Changing the culture of production

What role does collaboration play?

Collaboration on a book is the ultimate unnatural act.
—Tom Clancy

The emergence of online book production tools is of course bringing writers online. Authoring books online seems to bring two apparently opposing dynamics into play – the social web and the author. The production in the context of the increasingly noisy, social web seems at odds with the typical conception of solitary writer and the juxtaposition simultaneously brings into focus the potential for collaboration or ‘social production’ together with questions of authorship.

We must first recognise that 300 years of copyright and a long era of romantic authorship has left us with inadequate tools for engaging in the collaborative process. It is difficult to get beyond our deeply internalised ideas of book production; we find ourselves unwilling to leave behind the romantic notion of single authorship. Collaboration, on the other hand, has an army of derisionists in the wing like Tom Clancy, not to mention the academic and commercial publishing worlds that are invested in devaluing it. Can books really be produced collaboratively and what does the process offer? It is difficult for many of us to answer these basic questions whereas we feel we understand the value and the offer of sole authorship.
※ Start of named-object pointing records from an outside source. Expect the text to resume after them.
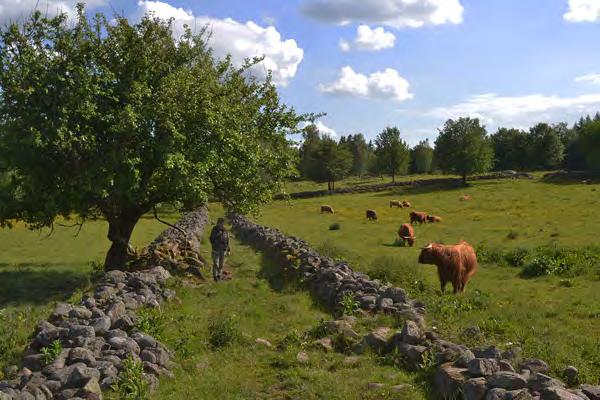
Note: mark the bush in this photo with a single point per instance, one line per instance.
(223, 331)
(150, 321)
(335, 227)
(131, 384)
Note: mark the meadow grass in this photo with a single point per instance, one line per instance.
(556, 318)
(37, 270)
(261, 303)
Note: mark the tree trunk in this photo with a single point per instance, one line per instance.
(119, 232)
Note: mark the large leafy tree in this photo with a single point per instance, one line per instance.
(392, 152)
(421, 157)
(546, 148)
(590, 144)
(463, 148)
(109, 119)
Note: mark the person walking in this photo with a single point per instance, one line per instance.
(219, 240)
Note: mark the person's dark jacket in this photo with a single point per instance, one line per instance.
(219, 238)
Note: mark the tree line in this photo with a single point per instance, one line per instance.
(463, 147)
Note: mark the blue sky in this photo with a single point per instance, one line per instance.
(416, 62)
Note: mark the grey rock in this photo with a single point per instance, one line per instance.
(412, 333)
(80, 313)
(535, 366)
(507, 380)
(124, 343)
(449, 380)
(101, 325)
(474, 389)
(81, 355)
(483, 366)
(377, 340)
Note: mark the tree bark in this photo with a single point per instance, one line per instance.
(120, 229)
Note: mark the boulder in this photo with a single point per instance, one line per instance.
(474, 389)
(449, 380)
(535, 366)
(412, 333)
(507, 380)
(483, 366)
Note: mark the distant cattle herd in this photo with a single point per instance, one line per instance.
(456, 264)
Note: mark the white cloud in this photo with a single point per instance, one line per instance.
(19, 10)
(583, 11)
(323, 129)
(387, 84)
(588, 78)
(370, 39)
(520, 111)
(395, 13)
(241, 40)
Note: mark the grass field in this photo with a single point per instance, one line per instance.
(37, 270)
(555, 317)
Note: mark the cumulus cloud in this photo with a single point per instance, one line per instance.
(323, 129)
(588, 78)
(520, 111)
(386, 84)
(241, 40)
(583, 11)
(370, 39)
(15, 11)
(395, 13)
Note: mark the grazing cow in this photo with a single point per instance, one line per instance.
(433, 218)
(407, 234)
(395, 203)
(372, 215)
(417, 216)
(456, 263)
(327, 209)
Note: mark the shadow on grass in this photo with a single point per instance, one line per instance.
(36, 284)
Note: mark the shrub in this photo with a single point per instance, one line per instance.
(335, 227)
(131, 384)
(516, 257)
(150, 321)
(223, 331)
(50, 353)
(347, 305)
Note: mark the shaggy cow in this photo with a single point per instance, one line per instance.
(407, 234)
(372, 215)
(395, 203)
(327, 209)
(417, 216)
(456, 264)
(433, 218)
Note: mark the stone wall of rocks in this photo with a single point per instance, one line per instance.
(98, 334)
(381, 187)
(485, 373)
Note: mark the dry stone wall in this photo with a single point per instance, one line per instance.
(98, 334)
(485, 373)
(381, 187)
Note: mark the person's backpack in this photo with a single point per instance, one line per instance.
(220, 239)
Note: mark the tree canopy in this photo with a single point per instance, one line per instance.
(392, 152)
(463, 148)
(109, 119)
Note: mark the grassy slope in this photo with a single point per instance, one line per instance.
(266, 307)
(36, 271)
(560, 324)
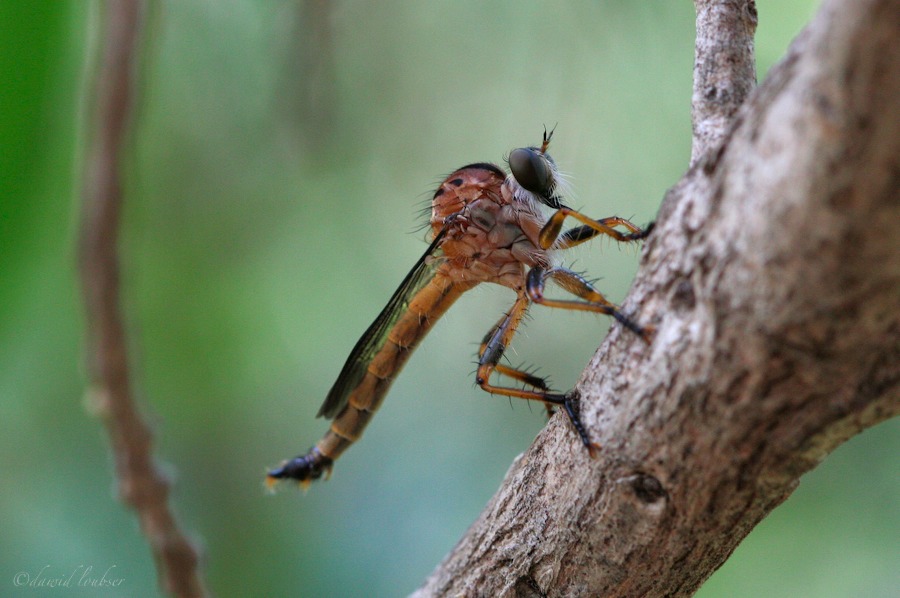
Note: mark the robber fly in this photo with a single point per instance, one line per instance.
(486, 226)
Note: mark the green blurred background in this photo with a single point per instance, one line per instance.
(280, 160)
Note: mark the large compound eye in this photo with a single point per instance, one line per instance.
(531, 171)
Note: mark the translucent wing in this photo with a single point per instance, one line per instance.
(374, 337)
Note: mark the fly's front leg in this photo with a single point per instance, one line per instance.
(590, 298)
(492, 348)
(550, 234)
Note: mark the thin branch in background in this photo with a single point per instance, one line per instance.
(724, 68)
(141, 484)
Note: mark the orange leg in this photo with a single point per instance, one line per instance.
(590, 298)
(492, 349)
(550, 234)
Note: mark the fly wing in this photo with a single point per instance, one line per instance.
(374, 337)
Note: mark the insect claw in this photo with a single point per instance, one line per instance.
(648, 334)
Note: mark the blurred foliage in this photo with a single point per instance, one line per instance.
(280, 158)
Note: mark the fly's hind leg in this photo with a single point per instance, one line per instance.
(492, 348)
(590, 299)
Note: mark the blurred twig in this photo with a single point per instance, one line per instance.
(141, 484)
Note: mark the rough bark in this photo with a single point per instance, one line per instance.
(142, 485)
(773, 278)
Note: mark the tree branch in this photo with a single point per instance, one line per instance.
(773, 278)
(724, 68)
(141, 484)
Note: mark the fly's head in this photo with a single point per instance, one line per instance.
(533, 172)
(462, 187)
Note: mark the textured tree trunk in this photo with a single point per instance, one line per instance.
(773, 280)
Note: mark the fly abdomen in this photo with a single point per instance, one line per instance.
(304, 468)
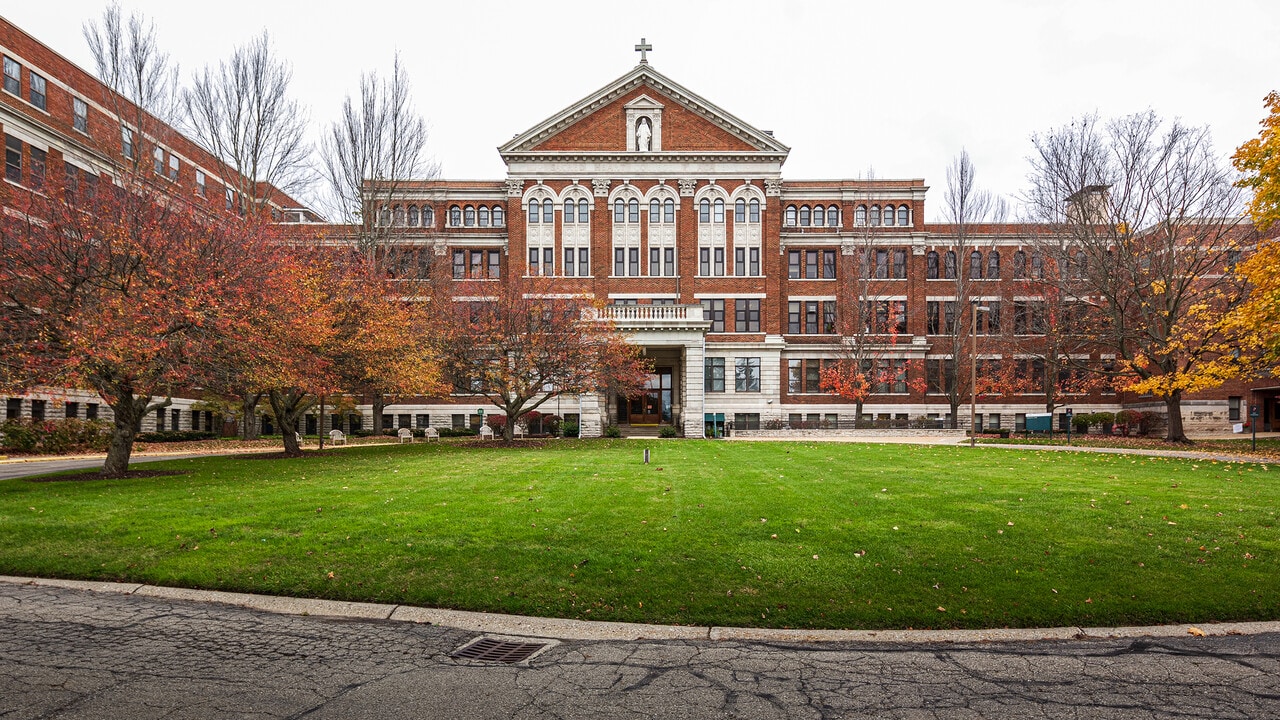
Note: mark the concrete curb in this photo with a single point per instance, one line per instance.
(561, 629)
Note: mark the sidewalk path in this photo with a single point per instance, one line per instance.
(77, 654)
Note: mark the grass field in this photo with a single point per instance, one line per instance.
(768, 534)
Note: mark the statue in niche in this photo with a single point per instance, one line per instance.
(644, 135)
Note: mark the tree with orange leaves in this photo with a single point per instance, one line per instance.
(520, 343)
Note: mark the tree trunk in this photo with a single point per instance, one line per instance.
(128, 411)
(289, 405)
(250, 428)
(1174, 408)
(379, 405)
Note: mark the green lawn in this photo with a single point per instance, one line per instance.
(772, 534)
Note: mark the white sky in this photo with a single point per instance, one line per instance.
(851, 86)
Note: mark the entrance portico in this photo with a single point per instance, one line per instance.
(672, 336)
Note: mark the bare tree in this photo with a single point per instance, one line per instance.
(141, 81)
(1142, 213)
(968, 212)
(241, 113)
(366, 156)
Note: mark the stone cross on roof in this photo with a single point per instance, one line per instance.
(643, 49)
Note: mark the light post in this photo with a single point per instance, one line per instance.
(973, 374)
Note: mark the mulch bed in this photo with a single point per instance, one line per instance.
(100, 475)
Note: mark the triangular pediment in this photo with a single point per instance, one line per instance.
(677, 122)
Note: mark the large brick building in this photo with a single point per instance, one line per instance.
(736, 281)
(739, 283)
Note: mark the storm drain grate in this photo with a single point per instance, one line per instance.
(493, 650)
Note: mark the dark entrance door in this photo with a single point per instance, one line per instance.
(653, 405)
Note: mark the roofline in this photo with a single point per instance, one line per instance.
(640, 71)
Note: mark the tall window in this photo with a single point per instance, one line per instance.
(746, 374)
(713, 374)
(812, 317)
(80, 115)
(746, 315)
(713, 310)
(39, 96)
(12, 76)
(12, 158)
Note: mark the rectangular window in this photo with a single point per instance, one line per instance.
(746, 374)
(746, 315)
(80, 114)
(12, 159)
(713, 310)
(39, 96)
(12, 77)
(39, 167)
(713, 374)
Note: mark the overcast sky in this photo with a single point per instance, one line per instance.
(896, 89)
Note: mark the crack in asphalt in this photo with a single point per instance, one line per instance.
(77, 654)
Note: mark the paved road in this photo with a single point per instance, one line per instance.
(78, 655)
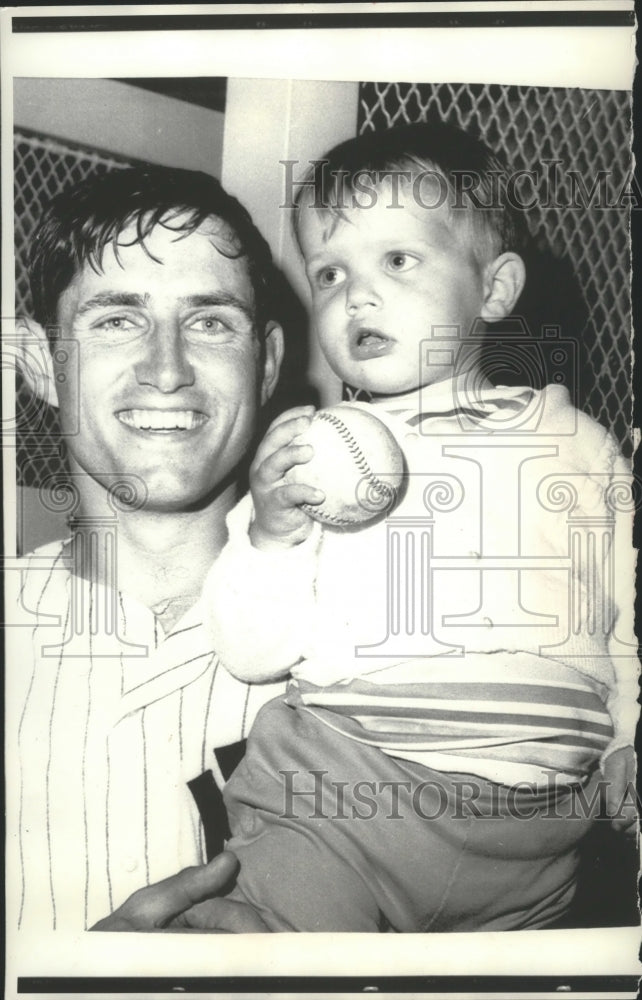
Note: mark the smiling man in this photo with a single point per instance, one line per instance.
(158, 284)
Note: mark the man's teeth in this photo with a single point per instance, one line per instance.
(162, 420)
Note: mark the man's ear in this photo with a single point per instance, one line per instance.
(272, 361)
(35, 362)
(503, 283)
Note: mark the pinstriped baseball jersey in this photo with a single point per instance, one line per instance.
(110, 718)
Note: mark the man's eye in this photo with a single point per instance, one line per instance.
(117, 324)
(399, 261)
(329, 277)
(208, 324)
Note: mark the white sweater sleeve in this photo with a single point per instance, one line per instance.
(258, 605)
(623, 702)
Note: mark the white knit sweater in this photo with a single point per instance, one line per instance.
(524, 504)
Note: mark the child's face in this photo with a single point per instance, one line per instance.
(384, 281)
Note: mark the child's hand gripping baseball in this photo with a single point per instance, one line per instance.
(279, 521)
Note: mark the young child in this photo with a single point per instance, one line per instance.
(455, 668)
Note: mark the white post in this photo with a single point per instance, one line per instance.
(267, 121)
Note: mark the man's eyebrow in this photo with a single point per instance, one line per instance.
(218, 299)
(133, 299)
(112, 299)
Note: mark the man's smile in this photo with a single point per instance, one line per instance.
(162, 420)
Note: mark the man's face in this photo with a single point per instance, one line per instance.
(384, 281)
(170, 365)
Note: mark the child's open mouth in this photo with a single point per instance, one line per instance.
(367, 342)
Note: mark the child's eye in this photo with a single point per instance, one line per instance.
(329, 277)
(401, 261)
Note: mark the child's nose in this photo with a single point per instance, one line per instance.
(361, 293)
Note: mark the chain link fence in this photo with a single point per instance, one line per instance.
(43, 166)
(585, 286)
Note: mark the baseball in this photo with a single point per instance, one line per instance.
(357, 463)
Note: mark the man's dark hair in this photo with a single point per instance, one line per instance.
(83, 219)
(436, 149)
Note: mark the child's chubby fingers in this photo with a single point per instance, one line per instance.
(282, 432)
(294, 494)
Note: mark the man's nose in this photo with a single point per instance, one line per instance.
(165, 365)
(361, 293)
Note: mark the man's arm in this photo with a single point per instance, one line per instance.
(189, 901)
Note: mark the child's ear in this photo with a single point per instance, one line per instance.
(272, 361)
(503, 283)
(35, 362)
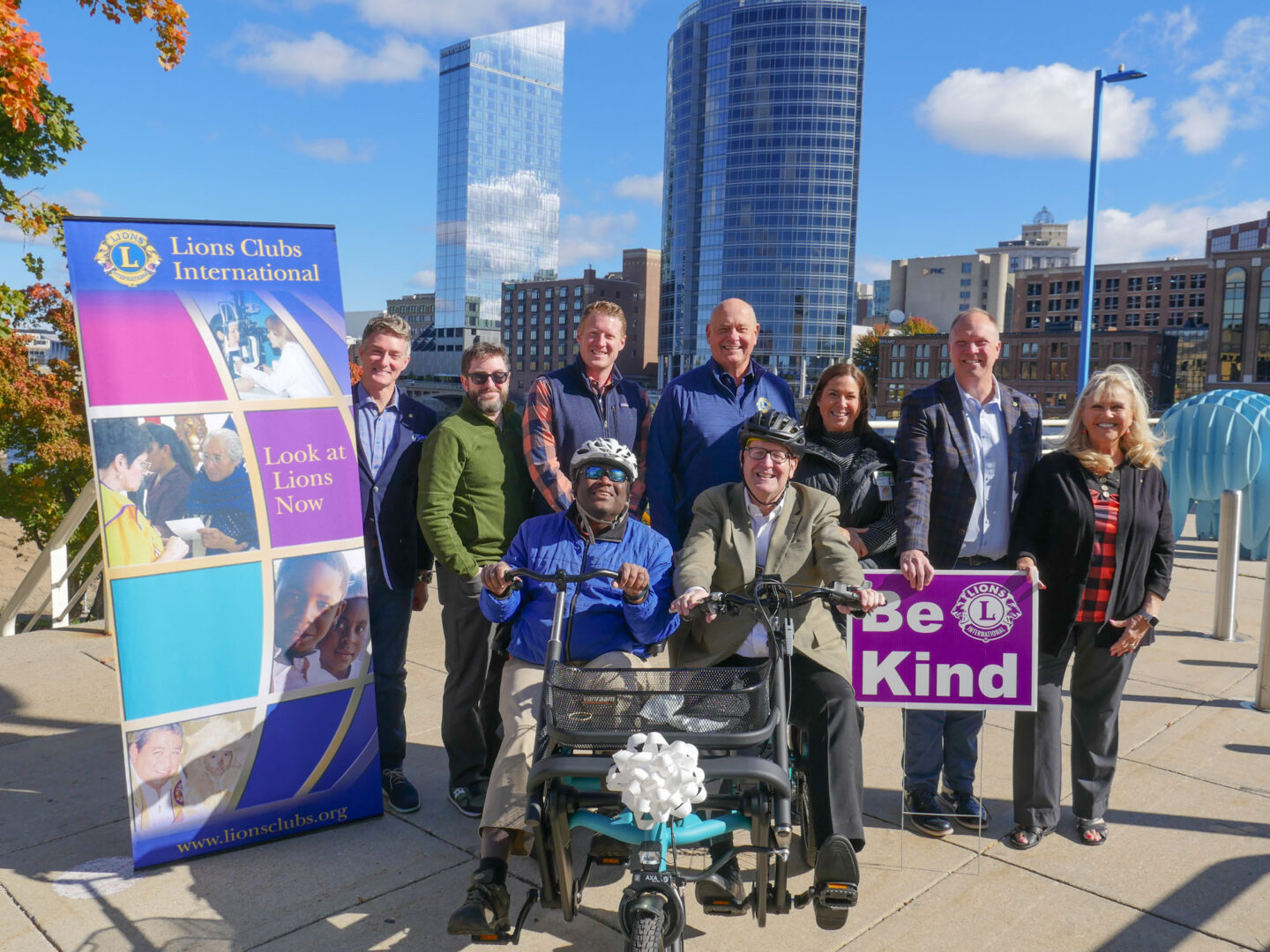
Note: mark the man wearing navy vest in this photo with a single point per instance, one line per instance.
(692, 442)
(587, 400)
(390, 432)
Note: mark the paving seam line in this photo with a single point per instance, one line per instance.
(29, 918)
(352, 908)
(1129, 905)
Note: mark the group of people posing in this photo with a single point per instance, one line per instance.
(736, 485)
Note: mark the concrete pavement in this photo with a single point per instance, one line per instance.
(1186, 865)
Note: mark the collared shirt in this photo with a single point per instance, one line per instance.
(989, 531)
(756, 643)
(376, 429)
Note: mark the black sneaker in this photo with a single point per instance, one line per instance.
(723, 893)
(926, 814)
(484, 911)
(837, 880)
(401, 795)
(967, 810)
(469, 800)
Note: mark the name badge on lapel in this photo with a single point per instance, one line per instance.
(885, 484)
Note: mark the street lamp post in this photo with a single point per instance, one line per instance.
(1120, 75)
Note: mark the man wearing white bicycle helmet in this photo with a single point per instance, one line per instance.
(766, 524)
(611, 625)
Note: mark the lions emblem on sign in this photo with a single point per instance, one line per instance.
(127, 257)
(986, 611)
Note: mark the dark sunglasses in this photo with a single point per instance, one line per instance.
(594, 472)
(481, 377)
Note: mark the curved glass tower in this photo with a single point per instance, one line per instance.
(762, 161)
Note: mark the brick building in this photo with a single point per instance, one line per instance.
(1041, 363)
(540, 317)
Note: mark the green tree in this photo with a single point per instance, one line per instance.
(865, 352)
(42, 410)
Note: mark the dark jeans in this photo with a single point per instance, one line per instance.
(945, 741)
(390, 625)
(470, 723)
(1097, 683)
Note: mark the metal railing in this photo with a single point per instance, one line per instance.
(54, 560)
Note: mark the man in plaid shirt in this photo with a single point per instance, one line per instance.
(587, 400)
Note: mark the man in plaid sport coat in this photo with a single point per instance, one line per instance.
(966, 447)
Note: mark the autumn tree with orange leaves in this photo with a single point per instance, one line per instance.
(42, 427)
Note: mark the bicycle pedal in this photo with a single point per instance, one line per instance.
(723, 906)
(837, 895)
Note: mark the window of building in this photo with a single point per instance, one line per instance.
(1231, 351)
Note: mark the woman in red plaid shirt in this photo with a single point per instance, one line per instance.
(1094, 532)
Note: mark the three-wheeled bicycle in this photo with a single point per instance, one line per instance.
(738, 720)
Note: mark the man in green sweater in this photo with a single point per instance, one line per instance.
(474, 494)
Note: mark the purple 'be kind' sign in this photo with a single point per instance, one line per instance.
(967, 641)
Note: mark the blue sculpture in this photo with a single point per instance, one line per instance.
(1220, 441)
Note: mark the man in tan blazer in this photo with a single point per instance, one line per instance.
(765, 524)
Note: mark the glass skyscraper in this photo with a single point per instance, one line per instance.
(762, 160)
(498, 179)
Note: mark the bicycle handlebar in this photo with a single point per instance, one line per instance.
(559, 577)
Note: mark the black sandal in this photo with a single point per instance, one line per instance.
(1030, 837)
(1099, 828)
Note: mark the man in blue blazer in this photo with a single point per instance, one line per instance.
(966, 446)
(390, 432)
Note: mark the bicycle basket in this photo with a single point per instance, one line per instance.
(696, 700)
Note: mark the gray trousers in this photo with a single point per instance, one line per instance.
(1097, 683)
(469, 703)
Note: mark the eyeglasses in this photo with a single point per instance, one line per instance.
(758, 455)
(482, 377)
(594, 472)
In order to ease into the question it is perhaps worth avoiding the word ‘author’ to describe the book production process. Instead of talking about the author, or even multiple authorship, lets forget the word all together and re-frame it in another way. I propose we instead think about strong and weak collaboration.

It is evident that the books you see in the stores in your town are not produced by one person alone. Let’s imagine that someone did in fact write the entire book and it was untouched by an editor’s hand – we can at least accept that the sole writer did not design the book or the cover or take the entire bundle to the printer to be produced. There may be some cases where this has happened, certainly in the self-publishing world this is not uncommon, but let’s talk specifically about the established publishing industry. That book by Tom Clancy had at least one person, and likely many more people, involved in the process (unless Tom is hiding his Desktop Publishing talents from us).

However, lets just limit our focus to possible collaborative relationships which affect the actual text. There is practically no book that goes through the publishing process entirely untouched. At some point someone made a modification, even if it only resulted in a small improvement. Did Tom do a thorough grammar check? Were there any proofreading or editorial comments made before printing?

This kind of textual interaction is minimal or weak collaboration. More than one hand was at play to make that exact text which appears in the book; this was a collaborative effort, albeit an extremely weak one.

Now let’s move up the collaboration scale a bit. A writer and an editor might interact a lot with the text as it is being produced. The editor offers suggestions for improvement, or edits the text directly. This could be characterised as having a stronger collaborative nature than the previous example.

Stronger still is a relationship of two or more writers working very closely together to produce a text. This is evident in any number of ‘single author’ classics like Frankenstein which is attributed to Mary Shelley but Percy Shelly clearly had a strong hand in some of the text. Another example is the Wasteland which has been discussed by many as a case in point where T.S Eliot collaborated closely with both Vivienne Elliot and Ezra Pound in its production.

Lastly, at the far end of the scale, we have intense collaboration where the delineation between ‘who wrote what’ disappears even to the collaborators themselves as they are producing the text.

As it happens most books feature not just collaboration but strong to intense collaboration between writer and editor.

If we allow ourselves to do away with the notion of authorship and instead characterise the interactions on a spectrum we can see that collaboration already plays an important role in a ‘typical’ process, and it has more value than we may have first thought. Book production is actually a collaborative process. The publishing world has hidden this from the reader largely because the legislative and market forces have favored the promotion of single authorship. But collaboration is a technique we use to produce and improve all books, and we should stop ignoring it. We need to bring collaborative production into focus and explore it.

The advantage of producing books online is that we have an enormous scope of collaborative activity available to us. Until now exploration of the possibilities has largely been limited because of our investment in myths of authorship but if we discard this notion we can explore the opportunities the web offers. The good thing about the net is that ‘the door’ can be regulated depending on the production needs. We may wish to fling the door wide and invite anyone to come in and work on a text, or we may shut the door completely and work in isolation. We may need to, for example, remain in a weak collaborative position for quite some time as we flesh out a work. Later, when we ask for feedback we move slightly up the scale, and later still when the first manuscript is in the hands of an editor we move up the scale to strong collaboration. The point is, we have the choice, and much more choice than we had before.

With thanks to Benjamin Mako Hill for asynchronous inspiration and collaboration on this text.